PEOPLE magazine always does the 50 most ...... people issues. Well thats dandy.

I will do a list of my favorite celebrities....and it won't be 50 people long. And it won't be in any order.

Mitch Hedberg -- he's dead its true, but who else could make a living off of wearing rose colored glasses, drinking on stage, talking about doing drugs, and cracking jokes like, "I have not slept for 10 days, because that would be too long." -- give it a second....okay.

Shigetashimayhomi Yomiuri -- I'm not sure if this is actually the dude's name, but he's known to the world as "that little Oriental Hot Dog eater" Why do i like him so much...well because he has a dance move patented after him. it's called the Shigetashimayhomi shimmy and it is performed in two venues. First, when a man is with friends and there is a contest for who can eat the most hot wings, and second, when coupled with the sprinkler and the macarena in what we casually refer to as "white style" dance.

William "the fridge" Perry -- He is an NFL superstar who is now resigned to challenging said "little Oriental Hot Dog eater" in eating competitions.

Tom Cruise -- Scientology! are you serious, Tom Cruise actually believes this stuff? No offense if there are any scientologists out there. (and by out there i mean out in the ocean -- see my first ever post) I have a problem with expressing myself too obtrusively in times like this, so I apologize to you scientologists, but you are idiots.

Katie Holmes -- Tom Cruise?!

Ricky Williams -- Okay so let me get this straight. You left the NFL (where you were an all star) and lived in self exile for a year so that you could get away with smoking all the pot you wanted. But you realized, you needed money so you came back and played football. You did okay, even though you look like black Abe Lincoln with the beard, but just recently you tested positive for a drug test for the third time. Oh wait, but then your mom was quoted as saying something along the lines of, "I really don't think he's smoking weed, he's so in touch with his body these days with his yoga and all....la de da." What? Your so in touch with your body with yoga and stuff...if your mom is going to lie for you, tell her to be somewhat believable. Oh and by the way, get a masking agent.

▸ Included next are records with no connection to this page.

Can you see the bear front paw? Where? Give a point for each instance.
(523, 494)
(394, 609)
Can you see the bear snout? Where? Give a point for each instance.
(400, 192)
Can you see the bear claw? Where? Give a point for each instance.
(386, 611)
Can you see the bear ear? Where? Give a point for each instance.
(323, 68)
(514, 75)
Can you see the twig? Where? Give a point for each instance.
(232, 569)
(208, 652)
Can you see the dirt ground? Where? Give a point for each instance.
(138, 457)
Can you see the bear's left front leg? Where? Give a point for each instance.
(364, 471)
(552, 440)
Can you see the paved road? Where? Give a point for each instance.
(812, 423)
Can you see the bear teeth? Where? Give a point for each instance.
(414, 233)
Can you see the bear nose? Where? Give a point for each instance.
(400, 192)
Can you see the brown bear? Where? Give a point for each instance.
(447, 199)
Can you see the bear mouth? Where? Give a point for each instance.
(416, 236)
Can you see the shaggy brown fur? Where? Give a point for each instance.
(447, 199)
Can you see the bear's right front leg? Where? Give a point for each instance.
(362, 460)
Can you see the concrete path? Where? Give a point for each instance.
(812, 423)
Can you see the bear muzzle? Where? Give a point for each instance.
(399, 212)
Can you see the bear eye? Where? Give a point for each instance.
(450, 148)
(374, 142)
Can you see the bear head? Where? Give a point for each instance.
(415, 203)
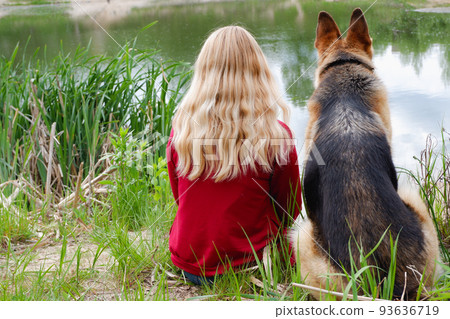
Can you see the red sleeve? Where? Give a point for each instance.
(172, 158)
(285, 188)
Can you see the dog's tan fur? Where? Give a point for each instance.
(362, 198)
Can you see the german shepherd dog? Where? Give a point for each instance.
(353, 199)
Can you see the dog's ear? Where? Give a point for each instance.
(358, 32)
(327, 32)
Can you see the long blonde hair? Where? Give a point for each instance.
(227, 121)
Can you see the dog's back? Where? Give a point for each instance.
(352, 200)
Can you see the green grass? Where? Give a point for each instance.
(104, 217)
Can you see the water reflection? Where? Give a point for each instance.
(412, 51)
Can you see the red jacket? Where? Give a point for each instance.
(216, 222)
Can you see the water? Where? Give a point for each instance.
(411, 49)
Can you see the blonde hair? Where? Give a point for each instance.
(230, 107)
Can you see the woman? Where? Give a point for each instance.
(232, 164)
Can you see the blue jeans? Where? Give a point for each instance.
(199, 280)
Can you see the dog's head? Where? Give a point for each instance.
(330, 44)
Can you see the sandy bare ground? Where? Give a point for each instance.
(103, 283)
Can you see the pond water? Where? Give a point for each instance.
(411, 48)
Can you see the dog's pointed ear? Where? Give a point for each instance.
(358, 32)
(327, 32)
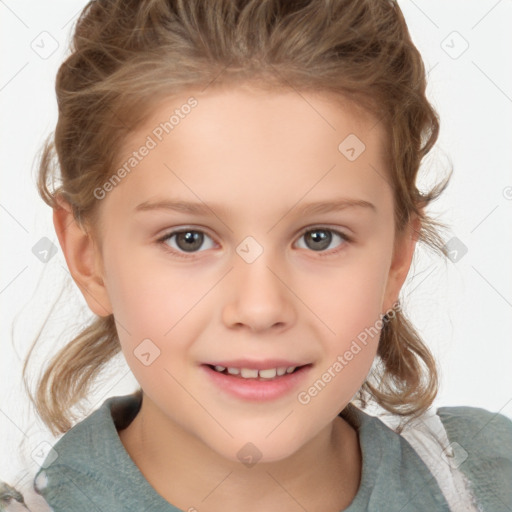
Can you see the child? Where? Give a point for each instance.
(205, 147)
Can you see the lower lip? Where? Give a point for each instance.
(255, 389)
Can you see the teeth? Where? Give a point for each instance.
(249, 373)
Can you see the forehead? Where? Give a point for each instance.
(248, 144)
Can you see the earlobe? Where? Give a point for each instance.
(82, 258)
(401, 263)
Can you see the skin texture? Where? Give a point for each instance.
(254, 158)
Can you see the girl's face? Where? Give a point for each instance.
(242, 174)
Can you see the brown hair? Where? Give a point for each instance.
(126, 55)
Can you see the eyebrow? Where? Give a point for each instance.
(198, 208)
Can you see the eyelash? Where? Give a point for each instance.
(181, 254)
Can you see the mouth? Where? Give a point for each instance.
(255, 374)
(257, 385)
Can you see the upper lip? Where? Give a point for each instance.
(256, 365)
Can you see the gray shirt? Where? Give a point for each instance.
(92, 470)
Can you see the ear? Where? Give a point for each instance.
(403, 253)
(83, 258)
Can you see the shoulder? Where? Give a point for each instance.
(481, 447)
(478, 430)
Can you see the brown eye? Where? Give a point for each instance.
(188, 240)
(319, 239)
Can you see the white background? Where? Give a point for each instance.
(463, 309)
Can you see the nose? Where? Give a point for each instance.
(258, 296)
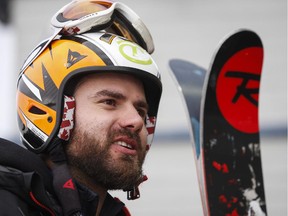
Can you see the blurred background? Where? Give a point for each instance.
(186, 29)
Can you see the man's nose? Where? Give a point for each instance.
(130, 119)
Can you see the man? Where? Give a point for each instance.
(87, 108)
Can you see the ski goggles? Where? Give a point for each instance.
(81, 16)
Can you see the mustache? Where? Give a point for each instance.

and my last one of the night goes to

Every old Road Rules/Real World Cast Member -- these people are token celebrities who have no talent...well except for Alton. They all however, decide to live out their 15 minutes of fame by prolonging their careers by returning to the gauntlet year after year. Its only a matter of time before we experience our first Gauntlet heart attack, because after 45 years of insane challenges followed by binge drinking followed by insane challenges followed by binge drinking followed by eating bugs followed by binge drinking Mike is going to die.